We like to determine the wait times based on car arrival and charging rate, and display a simulation for demonstration purposes.
The motivation to design this simulation is obtained from a statistical consulting project involving the operation of electric vehicles at UBC. The report can be found here.
As cars enter the station, they are placed at one of the charging locations shown as black rectangles in the canvas. If the charging locations are all full, incoming cars begin to form a queue. Cars are removed when charging is complete.

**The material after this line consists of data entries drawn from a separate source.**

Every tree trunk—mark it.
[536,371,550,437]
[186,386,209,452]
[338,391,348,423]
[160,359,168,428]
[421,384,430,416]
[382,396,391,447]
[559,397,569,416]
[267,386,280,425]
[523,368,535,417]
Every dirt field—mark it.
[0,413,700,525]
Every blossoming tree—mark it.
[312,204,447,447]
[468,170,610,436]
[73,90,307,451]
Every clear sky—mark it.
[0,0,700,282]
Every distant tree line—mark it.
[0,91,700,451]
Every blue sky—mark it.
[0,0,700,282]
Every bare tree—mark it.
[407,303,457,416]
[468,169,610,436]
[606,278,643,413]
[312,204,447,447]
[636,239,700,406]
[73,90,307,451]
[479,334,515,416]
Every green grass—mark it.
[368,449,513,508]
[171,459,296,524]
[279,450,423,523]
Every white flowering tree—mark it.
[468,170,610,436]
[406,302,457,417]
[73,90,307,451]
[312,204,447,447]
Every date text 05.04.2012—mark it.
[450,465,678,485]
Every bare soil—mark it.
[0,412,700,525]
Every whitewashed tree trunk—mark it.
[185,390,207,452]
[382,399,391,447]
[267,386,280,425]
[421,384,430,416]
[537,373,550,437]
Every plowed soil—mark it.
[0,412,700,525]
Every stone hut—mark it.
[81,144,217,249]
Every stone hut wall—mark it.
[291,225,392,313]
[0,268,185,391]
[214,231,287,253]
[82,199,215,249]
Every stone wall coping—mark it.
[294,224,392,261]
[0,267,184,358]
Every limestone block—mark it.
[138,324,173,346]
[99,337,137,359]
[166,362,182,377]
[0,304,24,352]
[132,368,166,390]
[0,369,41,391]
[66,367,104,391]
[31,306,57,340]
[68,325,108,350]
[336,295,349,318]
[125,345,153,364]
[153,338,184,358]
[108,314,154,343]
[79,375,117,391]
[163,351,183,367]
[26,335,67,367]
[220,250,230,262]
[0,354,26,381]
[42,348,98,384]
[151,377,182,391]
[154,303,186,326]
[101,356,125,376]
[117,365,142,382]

The number of cars that arrive is poisson distributed with paramter $\lambda$ (average number of cars per hour). In other words, $$\mathbf{Cars\ Arrive}\sim\mathcal{P}(\lambda).$$
The time a car charges per station is exponentially distributed with parameter $\mu$ (Number of cars charged per hour for a single station). In other words, $$\mathbf{Time\ Charge}\sim\mathsf{Exp}(\mu).$$
The average wait time in the queue can be computed with $\rho=\frac{\lambda}{\mu}$ and $s=10$ charging stations as follows: $$\mathbf{Wait\ Time\ =\ }\left[\left(\frac{1}{\mu(s-\rho)}\right)\left(\frac{\rho^{s}}{s!}\right)\left(\frac{s}{s-\rho}\right)\middle/\left(\frac{s\rho^{s}}{(s!)(s-\rho)}+\sum_{i=0}^{s-1}\frac{\rho^{i}}{i!}\right) \right] $$ Variation of the equation can be found in Wikipedia's page on M/M/c. Some algebra manipulation is required.
The following are interaction plots of wait times based on number of stations, car arrival and charging rates. The max wait time is defaulted to 180 minutes.
For example, if the charging rate is 1.25 cars per hour and number of cars arriving is 6 per hour as shown as the orange line in the top right graph, we would want the number of stations to be roughly greater than 6-8 to ensure the wait times are not too long.